U.S. Secretary of State Kerry made an unannounced stop in Baghdad on Friday to meet Iraq’s prime minister and other top officials at a time of increased military momentum against the Islamic State but deep political uncertainty in the unstable country.
“This is obviously a very critical time here in Iraq,” Kerry said.
His discussions with Prime Minister Haider al-Abadi as well as Iraq’s foreign minister, top Sunni official and a Kurdish regional leader were designed as a show of support for the Iraqi government as it tackles ongoing security, economic and political challenges.
A day earlier in Bahrain, Kerry said Iraq’s government must “unify and rebuild its country and reclaim territory that was occupied by Daesh,” using an Arabic acronym for the Islamic State. He said Iraq’s neighbors also “need to support the Abadi government in its efforts to stabilize and eventually rebuild the country,” stressing the importance of bringing order to Sunni-majority areas as they become liberated from ISIS control.
Kerry’s trip coincides with military advances. Iraqi forces say they entered the strategically important ISIS-held town of Hit on Thursday, while the Pentagon is considering establishing more small military outposts to provide artillery support and other aid to Iraqi forces readying an assault on Mosul, Islamic State’s stronghold in the country.

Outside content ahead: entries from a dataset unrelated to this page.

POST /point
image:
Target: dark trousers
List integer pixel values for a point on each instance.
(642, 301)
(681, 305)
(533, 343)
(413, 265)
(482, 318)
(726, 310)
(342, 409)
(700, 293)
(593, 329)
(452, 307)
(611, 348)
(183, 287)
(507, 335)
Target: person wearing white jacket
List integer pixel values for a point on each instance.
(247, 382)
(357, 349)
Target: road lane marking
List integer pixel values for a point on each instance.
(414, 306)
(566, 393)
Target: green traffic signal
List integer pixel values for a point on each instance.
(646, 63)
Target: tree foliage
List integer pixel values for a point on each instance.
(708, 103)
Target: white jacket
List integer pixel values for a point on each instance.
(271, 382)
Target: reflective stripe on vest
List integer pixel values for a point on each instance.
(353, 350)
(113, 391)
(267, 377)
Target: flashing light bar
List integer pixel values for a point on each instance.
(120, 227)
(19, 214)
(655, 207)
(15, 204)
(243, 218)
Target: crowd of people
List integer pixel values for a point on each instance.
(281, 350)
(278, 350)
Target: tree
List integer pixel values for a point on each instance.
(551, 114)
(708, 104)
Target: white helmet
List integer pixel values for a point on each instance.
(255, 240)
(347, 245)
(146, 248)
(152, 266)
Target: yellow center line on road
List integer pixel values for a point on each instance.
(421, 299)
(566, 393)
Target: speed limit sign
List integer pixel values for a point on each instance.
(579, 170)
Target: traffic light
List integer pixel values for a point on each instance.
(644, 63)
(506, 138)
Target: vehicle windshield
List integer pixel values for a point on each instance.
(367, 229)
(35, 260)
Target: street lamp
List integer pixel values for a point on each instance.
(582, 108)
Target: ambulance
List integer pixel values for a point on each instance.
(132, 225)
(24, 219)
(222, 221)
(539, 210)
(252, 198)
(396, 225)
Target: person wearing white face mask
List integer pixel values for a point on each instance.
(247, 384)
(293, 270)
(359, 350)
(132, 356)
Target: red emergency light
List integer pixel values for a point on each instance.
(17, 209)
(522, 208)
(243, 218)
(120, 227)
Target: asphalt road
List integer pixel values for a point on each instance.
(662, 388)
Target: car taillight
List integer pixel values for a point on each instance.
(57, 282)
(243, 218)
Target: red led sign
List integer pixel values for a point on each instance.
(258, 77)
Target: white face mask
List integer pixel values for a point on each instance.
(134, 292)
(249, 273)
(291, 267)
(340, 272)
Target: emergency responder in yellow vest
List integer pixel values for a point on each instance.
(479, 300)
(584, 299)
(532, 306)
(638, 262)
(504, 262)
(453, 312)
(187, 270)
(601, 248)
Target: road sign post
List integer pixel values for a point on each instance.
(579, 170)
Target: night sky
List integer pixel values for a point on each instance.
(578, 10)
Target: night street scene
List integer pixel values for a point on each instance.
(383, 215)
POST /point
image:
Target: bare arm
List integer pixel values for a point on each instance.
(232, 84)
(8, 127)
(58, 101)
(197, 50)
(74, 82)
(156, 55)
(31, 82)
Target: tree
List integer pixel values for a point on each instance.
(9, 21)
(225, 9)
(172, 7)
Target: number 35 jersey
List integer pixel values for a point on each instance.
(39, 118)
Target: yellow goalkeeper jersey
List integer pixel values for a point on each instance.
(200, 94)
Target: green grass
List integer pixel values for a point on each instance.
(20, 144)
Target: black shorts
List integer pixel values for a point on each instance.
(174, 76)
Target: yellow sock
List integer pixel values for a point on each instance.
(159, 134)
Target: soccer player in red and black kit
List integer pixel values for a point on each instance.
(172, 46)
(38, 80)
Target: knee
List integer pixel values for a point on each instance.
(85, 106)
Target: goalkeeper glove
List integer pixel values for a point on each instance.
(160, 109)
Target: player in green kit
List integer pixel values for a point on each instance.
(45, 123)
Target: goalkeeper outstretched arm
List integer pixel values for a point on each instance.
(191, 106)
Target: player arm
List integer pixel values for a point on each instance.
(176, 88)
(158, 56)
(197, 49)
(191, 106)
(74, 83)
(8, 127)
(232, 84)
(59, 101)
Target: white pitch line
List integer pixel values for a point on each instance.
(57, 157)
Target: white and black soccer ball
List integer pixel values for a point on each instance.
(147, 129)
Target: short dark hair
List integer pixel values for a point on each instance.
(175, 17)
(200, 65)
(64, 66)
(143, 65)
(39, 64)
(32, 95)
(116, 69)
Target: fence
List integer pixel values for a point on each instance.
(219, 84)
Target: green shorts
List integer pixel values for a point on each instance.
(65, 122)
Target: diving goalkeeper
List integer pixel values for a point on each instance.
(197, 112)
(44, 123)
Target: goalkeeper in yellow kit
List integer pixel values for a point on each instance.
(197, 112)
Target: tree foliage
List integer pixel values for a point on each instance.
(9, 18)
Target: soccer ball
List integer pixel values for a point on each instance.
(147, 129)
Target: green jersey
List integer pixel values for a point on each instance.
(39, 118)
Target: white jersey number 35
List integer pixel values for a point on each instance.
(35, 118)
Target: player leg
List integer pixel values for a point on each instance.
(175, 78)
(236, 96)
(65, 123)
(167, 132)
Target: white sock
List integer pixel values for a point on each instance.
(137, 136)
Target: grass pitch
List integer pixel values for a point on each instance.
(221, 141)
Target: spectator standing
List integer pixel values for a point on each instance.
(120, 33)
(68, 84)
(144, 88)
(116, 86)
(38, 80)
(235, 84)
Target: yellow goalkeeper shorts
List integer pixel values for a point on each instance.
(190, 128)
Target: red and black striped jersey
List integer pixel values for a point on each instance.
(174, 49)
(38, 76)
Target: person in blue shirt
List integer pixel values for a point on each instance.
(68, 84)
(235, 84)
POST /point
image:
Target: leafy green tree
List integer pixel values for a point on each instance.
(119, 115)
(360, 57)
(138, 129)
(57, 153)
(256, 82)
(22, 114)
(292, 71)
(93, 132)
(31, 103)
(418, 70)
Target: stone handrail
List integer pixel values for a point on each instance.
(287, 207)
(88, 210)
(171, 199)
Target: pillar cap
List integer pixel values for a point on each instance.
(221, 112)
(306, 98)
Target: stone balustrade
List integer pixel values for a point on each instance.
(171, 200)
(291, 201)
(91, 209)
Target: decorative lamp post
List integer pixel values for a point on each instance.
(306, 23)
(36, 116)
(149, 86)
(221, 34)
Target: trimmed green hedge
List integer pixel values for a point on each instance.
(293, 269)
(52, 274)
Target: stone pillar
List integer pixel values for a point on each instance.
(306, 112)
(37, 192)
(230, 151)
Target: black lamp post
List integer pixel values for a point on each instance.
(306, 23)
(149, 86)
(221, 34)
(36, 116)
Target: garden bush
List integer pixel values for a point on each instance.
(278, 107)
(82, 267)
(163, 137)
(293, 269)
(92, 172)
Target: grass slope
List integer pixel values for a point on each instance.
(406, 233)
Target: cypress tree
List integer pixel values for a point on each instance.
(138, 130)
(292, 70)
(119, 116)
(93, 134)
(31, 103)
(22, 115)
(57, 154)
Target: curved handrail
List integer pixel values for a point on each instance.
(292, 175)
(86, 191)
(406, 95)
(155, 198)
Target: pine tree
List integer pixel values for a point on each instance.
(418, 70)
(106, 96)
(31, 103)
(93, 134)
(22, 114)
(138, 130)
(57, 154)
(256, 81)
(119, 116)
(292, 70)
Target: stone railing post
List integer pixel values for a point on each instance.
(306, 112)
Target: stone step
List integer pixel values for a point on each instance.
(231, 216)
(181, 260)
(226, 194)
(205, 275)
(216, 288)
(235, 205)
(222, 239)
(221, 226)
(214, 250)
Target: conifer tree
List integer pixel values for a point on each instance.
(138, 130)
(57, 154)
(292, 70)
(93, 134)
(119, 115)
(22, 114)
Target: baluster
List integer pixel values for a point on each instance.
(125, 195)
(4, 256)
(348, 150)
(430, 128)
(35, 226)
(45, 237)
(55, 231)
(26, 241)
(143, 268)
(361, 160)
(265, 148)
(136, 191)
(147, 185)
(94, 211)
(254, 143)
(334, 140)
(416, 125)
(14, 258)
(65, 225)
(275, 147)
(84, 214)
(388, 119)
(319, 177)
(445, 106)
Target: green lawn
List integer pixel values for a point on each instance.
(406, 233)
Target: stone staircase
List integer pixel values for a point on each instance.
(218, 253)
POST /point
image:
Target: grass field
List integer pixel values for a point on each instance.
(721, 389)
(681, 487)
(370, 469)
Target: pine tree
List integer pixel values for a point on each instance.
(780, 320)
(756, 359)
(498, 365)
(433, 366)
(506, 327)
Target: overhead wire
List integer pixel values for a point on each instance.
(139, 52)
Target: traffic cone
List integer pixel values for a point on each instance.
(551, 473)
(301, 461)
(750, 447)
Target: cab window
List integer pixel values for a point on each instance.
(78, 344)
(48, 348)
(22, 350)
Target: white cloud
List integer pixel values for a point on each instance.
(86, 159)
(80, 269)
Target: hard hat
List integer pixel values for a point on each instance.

U.S. Ambassador to Iraq Stuart Jones (left) meets Secretary of State Kerry as he arrives via military transport at Baghdad International Airport on Friday.
Last month, the U.S. opened the first such base since returning to Iraq in 2014.
But al-Abadi faces challenges of his own, still trying to establish a new Cabinet amid pressure from supporters of a hard-line Shiite cleric who last month staged rallies and a sit-in next to the government headquarters to demand reforms. A prolonged standstill could severely hamper al-Abadi’s ability to effectively lead a country that has often broken down along sectarian divisions since the U.S.-led overthrow of Saddam Hussein some 13 years ago.
Corruption is at the heart of the internal debates.
Last August, al-Abadi proposed a sweeping reform package to combat corruption, cut government spending and merge ministries, but his efforts have been stymied by sectarian tensions and struggles to contain the Islamic State. Its forces swept across much of northern and western Iraq in the summer of 2014. While Iraqi authorities have waged a full-scale war, aided by U.S. airstrikes, the Kurdish peshmerga forces, Shiite militias and pro-government Sunni fighters, the extremist group still holds significant territory.
Iraq Foreign Minister Ibrahim al-Jaafari (right) receieves Kerry in the library at the foreign minister’s villa in Baghdad,
Kerry arrived Friday after attending a meeting with Persian Gulf allies in the Bahraini capital of Manama, where the fight against ISIS figured prominently among American concerns. But the Sunni monarchies of the region are facing their own distractions, with nascent peace efforts to end civil wars in Syria and Yemen, and shared fears about Shiite Iran’s interference in their affairs.
The U.S. is trying to speed up the path to victory. Although the Islamic State has lost some 40% of its territory in Iraq and maybe a fifth of lands it once controlled in Syria, it continues to prove a magnet for foreign fighters, some of whom may now be returning to Europe and elsewhere with plans to kill civilians.
And experts say ISIS’ staying power may be inspiring others, who’ve never been in contact with the group, to wage violence in its name. Recent attacks in Brussels, Paris and California underscore Western fears.